I needed you and you didn’t come!

Let me help you.

She squeezed her eyes shut, blocking out all of the doubts that pinned her down, trapped her in the cage on the mountain-top. She didn’t have to be reliant on herself all the time. 

Maybe it would be nice, just once, to be the girl who could be saved. 

She opened her eyes and met Heinous eyes. “You promise you won’t let them take me back home?”

“On my honor as a doushin of the Tenryou Commission.” With that, he kissed her hand. 

An old-fashioned gesture, learned from the noir detective light-novels that were a trend approximately forty years ago at the Yae Publishing House. But charming all the same. 

“Then take me home, Heizou,” she whispered. 

He nodded, and he helped her to her feet. The night no longer seemed so cold, the darkness so oppressive.

A more mischievous glint appeared in his eyes.

Shinobu raised her eyebrows. “No. Don’t you dare. You’re not—“

Before she could raise any further objection, he let go of her hand, instead sliding one arm around her back, the other under her knees and sweeping her off her feet. Literally. 
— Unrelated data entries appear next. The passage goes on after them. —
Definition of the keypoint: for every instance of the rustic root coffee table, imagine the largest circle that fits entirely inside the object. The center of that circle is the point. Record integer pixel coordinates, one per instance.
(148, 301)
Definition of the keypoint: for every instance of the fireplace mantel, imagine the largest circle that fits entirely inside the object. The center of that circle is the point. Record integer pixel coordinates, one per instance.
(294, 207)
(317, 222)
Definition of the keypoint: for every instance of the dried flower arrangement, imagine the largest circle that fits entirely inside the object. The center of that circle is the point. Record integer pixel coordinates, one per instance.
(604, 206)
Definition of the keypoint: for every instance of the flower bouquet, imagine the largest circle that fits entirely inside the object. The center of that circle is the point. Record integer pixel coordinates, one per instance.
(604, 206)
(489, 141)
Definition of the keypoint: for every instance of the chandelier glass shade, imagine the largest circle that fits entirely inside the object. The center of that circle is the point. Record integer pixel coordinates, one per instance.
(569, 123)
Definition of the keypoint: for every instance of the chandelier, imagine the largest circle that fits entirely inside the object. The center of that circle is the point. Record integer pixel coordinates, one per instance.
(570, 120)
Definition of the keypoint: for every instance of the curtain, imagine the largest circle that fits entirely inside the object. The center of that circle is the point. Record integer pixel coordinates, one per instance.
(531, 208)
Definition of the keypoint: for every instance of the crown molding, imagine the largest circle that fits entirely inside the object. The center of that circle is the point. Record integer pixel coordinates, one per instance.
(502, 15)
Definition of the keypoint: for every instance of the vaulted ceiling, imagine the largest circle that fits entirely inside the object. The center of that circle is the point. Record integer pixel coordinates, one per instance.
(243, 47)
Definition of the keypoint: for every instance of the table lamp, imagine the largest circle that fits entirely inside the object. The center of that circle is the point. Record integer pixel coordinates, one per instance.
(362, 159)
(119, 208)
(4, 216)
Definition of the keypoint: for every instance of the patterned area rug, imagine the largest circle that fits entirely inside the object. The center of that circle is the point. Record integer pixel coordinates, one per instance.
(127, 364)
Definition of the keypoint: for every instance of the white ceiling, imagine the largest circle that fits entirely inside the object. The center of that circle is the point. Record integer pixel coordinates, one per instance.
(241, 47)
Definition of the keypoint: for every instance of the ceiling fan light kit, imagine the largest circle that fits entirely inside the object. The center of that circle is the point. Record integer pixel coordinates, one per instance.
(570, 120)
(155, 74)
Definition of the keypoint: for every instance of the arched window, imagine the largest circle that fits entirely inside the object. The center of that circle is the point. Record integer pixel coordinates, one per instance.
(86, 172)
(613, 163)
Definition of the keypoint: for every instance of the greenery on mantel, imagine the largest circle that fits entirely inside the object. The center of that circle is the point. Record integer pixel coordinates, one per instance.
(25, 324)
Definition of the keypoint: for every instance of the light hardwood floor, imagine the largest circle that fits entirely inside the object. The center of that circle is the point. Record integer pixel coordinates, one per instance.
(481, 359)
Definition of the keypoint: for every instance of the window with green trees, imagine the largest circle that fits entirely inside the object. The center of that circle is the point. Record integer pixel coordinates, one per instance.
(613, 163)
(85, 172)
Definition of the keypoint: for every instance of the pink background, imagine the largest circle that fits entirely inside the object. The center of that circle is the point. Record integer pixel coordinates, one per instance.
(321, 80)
In spite of herself, she was laughing, for the first time in ages. “Heizou!”

“You have an objection, Shinobu?” He smirked. 

“You ass.” She shook her head and clasped her arms around his neck all the same. 

The shrieking laughter of the lovers drew attention from others on Mount Narukami. But for once, Shinobu didn’t care. They could look all they wanted. For once, since she’d returned to Inazuma, she was happy. 

She was coming home. 

Notes:

So canon says that Shinobu simply handed over her Vision, but I have chosen to completely disregard that as I don't think it fits the rest of her established character all that well. I like the Shogun as a character, but her writing is a mess and I think the attempts to soften her character post-redemption for the audience has spilled into other characters like Shinobu and Thoma where they express opinions in their voice lines and bios that don't feel quite right for the rest of what is established about them.

I mean, I have a whole lot of thoughts about the writing of Inazuma and how ultimately it comes down to that there were a lot of good ideas but cowardly execution (but I also am not in the writer's room so I have no idea what constraints they may have had with this plot line)

So I've decided to disregard several bits of Shinobu's lore that just. . . doesn't work with the character they established.